Advancing Multimodal Reasoning: From Optimized Cold Start to Staged Reinforcement Learning

Researchers release ReVisual-R1, a multimodal reasoning model trained with novel techniques inspired by Deepseek-R1. Achieves SOTA performance.

Kimi-Researcher End-to-End RL Training for Emerging Agentic Capabilities

Moonshot AI releases Kimi-Researcher, an AI agent for research tasks which achieves SOTA performance. Available via API.

Introducing Mu language model and how it enabled the agent in Windows Settings

Microsoft introduces MU, an on-device small LLM designed to run on a Neural Processing Unit (NPU) intended for deployment in Microsoft CoPilot and on Windows PCs.

Gemini Robotics On-Device brings AI to local robotic devices

Google releases Gemini Robotics On-Device, a vision language model optimized to run on edge devices.

AlphaGenome: AI for better understanding the genome

Google Deepmind releases AlphaGenome, a model which takes sequences of up to a million DNA base pairs and predicts resulting molecular properties.

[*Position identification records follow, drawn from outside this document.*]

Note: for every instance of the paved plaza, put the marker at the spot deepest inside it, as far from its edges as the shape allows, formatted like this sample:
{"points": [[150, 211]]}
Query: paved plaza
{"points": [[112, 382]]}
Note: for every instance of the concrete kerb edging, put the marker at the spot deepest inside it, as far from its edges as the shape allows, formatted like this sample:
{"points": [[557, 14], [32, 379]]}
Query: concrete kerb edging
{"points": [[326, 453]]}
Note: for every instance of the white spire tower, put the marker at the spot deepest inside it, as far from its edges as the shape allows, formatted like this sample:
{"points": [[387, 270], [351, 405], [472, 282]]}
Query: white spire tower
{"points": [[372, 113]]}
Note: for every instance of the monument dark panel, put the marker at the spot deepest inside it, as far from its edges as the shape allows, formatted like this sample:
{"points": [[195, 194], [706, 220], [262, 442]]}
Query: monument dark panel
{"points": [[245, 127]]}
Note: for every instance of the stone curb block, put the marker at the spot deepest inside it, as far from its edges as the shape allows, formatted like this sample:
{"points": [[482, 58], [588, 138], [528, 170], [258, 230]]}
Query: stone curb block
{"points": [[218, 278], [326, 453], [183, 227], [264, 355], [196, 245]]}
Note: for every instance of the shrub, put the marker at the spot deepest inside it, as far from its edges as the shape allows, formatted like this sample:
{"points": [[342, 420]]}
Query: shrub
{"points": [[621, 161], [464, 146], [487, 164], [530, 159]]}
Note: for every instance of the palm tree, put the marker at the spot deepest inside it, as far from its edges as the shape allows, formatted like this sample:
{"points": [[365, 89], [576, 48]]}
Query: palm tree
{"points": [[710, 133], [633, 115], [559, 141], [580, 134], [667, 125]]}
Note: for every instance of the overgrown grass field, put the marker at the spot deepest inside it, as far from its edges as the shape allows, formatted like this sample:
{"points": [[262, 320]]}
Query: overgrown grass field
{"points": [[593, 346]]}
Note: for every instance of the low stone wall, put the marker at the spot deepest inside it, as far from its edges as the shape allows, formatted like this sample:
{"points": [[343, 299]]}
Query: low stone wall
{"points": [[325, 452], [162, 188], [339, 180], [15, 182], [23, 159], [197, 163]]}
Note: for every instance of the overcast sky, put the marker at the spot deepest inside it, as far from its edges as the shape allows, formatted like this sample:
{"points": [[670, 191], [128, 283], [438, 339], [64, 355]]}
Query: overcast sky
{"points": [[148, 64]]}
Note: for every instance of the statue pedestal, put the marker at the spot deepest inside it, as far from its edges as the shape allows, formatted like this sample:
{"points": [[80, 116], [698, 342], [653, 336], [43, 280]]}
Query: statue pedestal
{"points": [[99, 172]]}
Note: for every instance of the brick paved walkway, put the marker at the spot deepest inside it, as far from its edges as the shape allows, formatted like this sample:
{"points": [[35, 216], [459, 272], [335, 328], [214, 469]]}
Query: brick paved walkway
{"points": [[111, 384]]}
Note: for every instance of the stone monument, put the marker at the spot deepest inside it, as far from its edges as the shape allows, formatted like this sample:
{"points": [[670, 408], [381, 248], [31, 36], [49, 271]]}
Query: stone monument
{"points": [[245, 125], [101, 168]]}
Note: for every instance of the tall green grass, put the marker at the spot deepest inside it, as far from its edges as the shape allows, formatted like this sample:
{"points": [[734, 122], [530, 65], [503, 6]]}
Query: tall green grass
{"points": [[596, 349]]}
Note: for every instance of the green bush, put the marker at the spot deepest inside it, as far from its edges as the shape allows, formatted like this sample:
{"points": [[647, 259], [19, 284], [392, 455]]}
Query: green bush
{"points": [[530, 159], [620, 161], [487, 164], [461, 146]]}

Gemini CLI: your open-source AI agent

Google releases Gemini CLI, an AI agent based on Gemini and intended for software engineers which allows Gemini to function in the terminal

PsyLite Technical Report

Releases PsyLite, a small LLM finetuned for psychological counselling.

Introducing Gemma 3n: The developer guide

Google releases Gemma 3n, a suite of models optimized for edge computing which leverages Matryoshka transformer architectures for efficiency.

Announcing the Open Source Release of the ERNIE 4.5 Model Family

Baidu open sources the ERNIE 4.5 model family, containing multi-modal mixture of experts models of varying sizes.

Mercury: Ultra-Fast Language Models Based on Diffusion

Inception Labs releases Mercury Coder, an LLM employing a transformer architecture based on diffusion models which is optimized for coding tasks.

TOWER+: Bridging Generality and Translation Specialization in Multilingual LLMs

Tower+ is a suite of language models designed for text translation which strike a Pareto-optimal balance between translation and general purpose capabilities.

Qwen VLo: From “Understanding” the World to “Depicting” It

Alibaba releases Qwen VLo, a multimodal model for understanding and generation which attempts to “bridge the gap between perception and generation”.

Tencent Hunyuan A13B (short as Hunyuan-A13B), an innovative and open-source LLM built on a fine-grained MoE architecture.

Tencent releases Hunyuan-A13B, a mixture of experts model which achieves SOTA performance across several domains.